Characterization of Proteins Involved in Chloroplast Targeting Disturbed by Rice Stripe Virus by Novel Protoplast⁻Chloroplast Proteomics

Affiliations

Characterization of Proteins Involved in Chloroplast Targeting Disturbed by Rice Stripe Virus by Novel Protoplast⁻Chloroplast Proteomics

Jinping Zhao et al. Int J Mol Sci. .

Abstract

Rice stripe virus (RSV) is one of the most devastating viral pathogens in rice and can also cause the general chlorosis symptom in Nicotiana benthamiana plants. The chloroplast changes associated with chlorosis symptom suggest that RSV interrupts normal chloroplast functions. Although the change of proteins of the whole cell or inside the chloroplast in response to RSV infection have been revealed by proteomics, the mechanisms resulted in chloroplast-related symptoms and the crucial factors remain to be elucidated. RSV infection caused the malformation of chloroplast structure and a global reduction of chloroplast membrane protein complexes in N. benthamiana plants. Here, both the protoplast proteome and the chloroplast proteome were acquired simultaneously upon RSV infection, and the proteins in each fraction were analyzed. In the protoplasts, 1128 proteins were identified, among which 494 proteins presented significant changes during RSV; meanwhile, 659 proteins were identified from the chloroplasts, and 279 of these chloroplast proteins presented significant change.

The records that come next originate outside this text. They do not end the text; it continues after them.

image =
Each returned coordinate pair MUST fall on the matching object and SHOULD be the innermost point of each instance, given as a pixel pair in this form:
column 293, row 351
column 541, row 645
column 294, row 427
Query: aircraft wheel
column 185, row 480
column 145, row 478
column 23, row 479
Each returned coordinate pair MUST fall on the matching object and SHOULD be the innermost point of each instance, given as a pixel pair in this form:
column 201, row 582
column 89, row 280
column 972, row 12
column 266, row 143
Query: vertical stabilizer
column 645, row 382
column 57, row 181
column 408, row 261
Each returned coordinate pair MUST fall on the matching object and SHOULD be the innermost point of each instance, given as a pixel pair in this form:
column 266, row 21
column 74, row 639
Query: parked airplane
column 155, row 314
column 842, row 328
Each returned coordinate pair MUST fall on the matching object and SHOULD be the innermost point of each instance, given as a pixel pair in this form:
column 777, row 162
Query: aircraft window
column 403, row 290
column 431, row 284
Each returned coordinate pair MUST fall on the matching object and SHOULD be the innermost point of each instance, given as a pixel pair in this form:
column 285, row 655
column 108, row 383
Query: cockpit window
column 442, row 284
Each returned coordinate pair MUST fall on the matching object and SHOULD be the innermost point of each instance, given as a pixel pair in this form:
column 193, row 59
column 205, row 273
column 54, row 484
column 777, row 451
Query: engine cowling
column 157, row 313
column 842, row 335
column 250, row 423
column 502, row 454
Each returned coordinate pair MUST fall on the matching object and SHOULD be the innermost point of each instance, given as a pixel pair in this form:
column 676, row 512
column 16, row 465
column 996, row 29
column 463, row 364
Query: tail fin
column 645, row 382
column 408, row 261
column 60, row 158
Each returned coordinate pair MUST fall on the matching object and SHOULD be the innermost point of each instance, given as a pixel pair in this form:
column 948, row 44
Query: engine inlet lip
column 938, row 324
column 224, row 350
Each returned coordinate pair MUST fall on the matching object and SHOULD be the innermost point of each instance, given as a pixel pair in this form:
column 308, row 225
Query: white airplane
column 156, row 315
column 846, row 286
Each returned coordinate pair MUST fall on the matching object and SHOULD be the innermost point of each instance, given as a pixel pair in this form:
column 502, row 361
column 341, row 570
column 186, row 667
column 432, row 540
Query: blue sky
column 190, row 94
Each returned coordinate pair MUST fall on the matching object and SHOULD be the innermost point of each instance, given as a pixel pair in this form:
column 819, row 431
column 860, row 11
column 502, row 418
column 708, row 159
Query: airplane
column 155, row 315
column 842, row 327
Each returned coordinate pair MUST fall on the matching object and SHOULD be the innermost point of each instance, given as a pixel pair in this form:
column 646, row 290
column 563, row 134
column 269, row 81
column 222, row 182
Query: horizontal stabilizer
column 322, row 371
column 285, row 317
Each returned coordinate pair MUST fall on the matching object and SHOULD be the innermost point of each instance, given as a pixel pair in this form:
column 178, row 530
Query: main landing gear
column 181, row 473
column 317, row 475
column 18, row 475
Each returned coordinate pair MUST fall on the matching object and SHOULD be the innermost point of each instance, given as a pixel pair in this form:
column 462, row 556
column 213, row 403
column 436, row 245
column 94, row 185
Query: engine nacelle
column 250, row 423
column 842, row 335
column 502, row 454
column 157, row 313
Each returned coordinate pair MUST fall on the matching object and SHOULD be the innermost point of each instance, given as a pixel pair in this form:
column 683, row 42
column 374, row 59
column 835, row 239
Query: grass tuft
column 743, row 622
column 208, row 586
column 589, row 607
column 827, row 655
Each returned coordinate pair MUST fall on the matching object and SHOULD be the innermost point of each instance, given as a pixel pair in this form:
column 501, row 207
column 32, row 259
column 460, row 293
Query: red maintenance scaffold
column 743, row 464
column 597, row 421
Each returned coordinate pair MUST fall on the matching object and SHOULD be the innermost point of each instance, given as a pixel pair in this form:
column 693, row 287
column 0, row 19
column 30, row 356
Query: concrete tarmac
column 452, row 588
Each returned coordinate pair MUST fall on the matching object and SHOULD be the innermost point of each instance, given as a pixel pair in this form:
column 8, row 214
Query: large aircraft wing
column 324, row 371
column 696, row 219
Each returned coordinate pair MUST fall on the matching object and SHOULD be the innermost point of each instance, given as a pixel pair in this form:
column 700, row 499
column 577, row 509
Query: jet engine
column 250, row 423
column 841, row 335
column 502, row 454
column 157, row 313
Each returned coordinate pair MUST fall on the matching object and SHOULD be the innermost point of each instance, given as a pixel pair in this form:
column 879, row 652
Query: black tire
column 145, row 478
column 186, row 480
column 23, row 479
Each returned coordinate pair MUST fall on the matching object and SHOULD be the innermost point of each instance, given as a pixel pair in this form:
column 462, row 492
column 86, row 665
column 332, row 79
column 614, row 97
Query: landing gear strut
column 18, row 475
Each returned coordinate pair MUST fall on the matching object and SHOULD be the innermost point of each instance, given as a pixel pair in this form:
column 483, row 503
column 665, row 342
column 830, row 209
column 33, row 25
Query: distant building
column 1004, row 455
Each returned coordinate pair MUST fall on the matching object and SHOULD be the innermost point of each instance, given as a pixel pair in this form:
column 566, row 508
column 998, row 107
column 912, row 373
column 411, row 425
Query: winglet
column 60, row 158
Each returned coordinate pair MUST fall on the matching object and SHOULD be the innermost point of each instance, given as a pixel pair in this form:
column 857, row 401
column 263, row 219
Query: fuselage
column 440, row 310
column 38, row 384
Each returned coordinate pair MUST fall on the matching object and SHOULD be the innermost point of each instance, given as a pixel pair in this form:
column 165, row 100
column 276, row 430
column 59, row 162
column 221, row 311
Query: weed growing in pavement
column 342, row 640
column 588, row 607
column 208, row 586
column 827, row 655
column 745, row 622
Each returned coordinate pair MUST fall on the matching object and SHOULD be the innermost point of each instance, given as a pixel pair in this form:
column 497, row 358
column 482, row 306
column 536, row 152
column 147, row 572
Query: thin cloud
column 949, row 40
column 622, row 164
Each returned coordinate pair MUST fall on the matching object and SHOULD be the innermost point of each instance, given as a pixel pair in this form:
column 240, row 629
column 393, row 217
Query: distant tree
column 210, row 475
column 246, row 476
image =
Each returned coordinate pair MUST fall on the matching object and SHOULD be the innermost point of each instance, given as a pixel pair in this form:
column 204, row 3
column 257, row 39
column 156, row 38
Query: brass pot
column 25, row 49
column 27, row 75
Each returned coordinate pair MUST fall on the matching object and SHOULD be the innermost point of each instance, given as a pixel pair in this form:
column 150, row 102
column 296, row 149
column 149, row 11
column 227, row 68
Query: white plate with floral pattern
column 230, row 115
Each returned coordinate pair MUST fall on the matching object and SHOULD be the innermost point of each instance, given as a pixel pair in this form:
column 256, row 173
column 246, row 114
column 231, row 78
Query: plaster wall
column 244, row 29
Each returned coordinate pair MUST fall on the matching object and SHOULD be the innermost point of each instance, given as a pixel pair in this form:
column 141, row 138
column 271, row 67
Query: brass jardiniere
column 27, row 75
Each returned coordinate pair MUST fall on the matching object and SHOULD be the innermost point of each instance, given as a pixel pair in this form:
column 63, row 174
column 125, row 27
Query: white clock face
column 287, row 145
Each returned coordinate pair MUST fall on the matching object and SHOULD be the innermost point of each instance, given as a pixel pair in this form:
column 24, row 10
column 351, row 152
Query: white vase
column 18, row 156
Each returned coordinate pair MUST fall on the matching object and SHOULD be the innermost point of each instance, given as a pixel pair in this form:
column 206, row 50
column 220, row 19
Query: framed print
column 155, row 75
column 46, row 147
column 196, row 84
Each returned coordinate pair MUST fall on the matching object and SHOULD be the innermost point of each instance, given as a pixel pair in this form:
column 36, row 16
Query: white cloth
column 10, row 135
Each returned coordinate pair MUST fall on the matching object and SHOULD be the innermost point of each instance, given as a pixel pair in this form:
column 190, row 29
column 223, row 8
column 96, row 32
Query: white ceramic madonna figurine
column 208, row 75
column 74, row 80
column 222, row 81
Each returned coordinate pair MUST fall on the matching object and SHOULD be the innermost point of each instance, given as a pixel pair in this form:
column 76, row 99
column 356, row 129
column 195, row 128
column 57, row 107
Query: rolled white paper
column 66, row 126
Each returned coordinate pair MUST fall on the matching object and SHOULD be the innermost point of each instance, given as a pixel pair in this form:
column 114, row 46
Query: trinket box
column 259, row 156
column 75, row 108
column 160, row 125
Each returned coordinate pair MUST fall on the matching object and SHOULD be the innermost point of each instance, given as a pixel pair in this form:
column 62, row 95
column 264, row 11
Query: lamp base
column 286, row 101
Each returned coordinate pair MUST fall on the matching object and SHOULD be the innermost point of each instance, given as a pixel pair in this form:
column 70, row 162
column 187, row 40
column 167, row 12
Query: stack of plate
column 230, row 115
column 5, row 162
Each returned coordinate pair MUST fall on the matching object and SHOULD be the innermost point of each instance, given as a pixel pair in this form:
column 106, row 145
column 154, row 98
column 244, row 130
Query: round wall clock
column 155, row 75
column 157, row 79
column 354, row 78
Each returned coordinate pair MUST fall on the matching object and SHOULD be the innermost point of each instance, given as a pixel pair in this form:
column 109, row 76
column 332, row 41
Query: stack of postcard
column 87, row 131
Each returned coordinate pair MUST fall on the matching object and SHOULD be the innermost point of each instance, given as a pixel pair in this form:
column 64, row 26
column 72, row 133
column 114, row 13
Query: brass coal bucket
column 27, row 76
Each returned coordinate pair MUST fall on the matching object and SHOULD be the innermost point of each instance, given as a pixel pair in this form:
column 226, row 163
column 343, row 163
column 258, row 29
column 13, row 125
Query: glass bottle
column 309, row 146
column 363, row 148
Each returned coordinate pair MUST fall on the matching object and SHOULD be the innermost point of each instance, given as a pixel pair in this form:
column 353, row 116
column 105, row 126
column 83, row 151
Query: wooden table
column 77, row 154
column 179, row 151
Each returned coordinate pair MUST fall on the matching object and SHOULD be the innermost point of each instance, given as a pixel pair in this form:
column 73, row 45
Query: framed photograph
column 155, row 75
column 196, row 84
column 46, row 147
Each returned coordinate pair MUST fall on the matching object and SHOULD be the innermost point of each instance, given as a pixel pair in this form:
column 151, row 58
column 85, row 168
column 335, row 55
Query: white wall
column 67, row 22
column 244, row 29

According to the label-free LC⁻MS/MS data, 66 nucleus-encoded chloroplast-related proteins (ChRPs), which only reduced in chloroplast but not in the whole protoplast, were identified, indicating that these nuclear-encoded ChRPswere not transported to chloroplasts during RSV infection. Gene ontology (GO) enrichment analysis confirmed that RSV infection changed the biological process of protein targeting to chloroplast, where 3 crucial ChRPs (K4CSN4, K4CR23, and K4BXN9) were involved in the regulation of protein targeting into chloroplast. In addition to these 3 proteins, 41 among the 63 candidate proteins were characterized to have chloroplast transit peptides. These results indicated that RSV infection changed the biological process of protein targeting into chloroplast and the location of ChRPs through crucial protein factors, which illuminated a new layer of RSV⁻host interaction that might contribute to the symptom development.

Keywords: chloroplast proteomics; chloroplast targeting; nuclear/nucleus-encoded chloroplast-related protein; plant–virus interaction; rice stripe virus.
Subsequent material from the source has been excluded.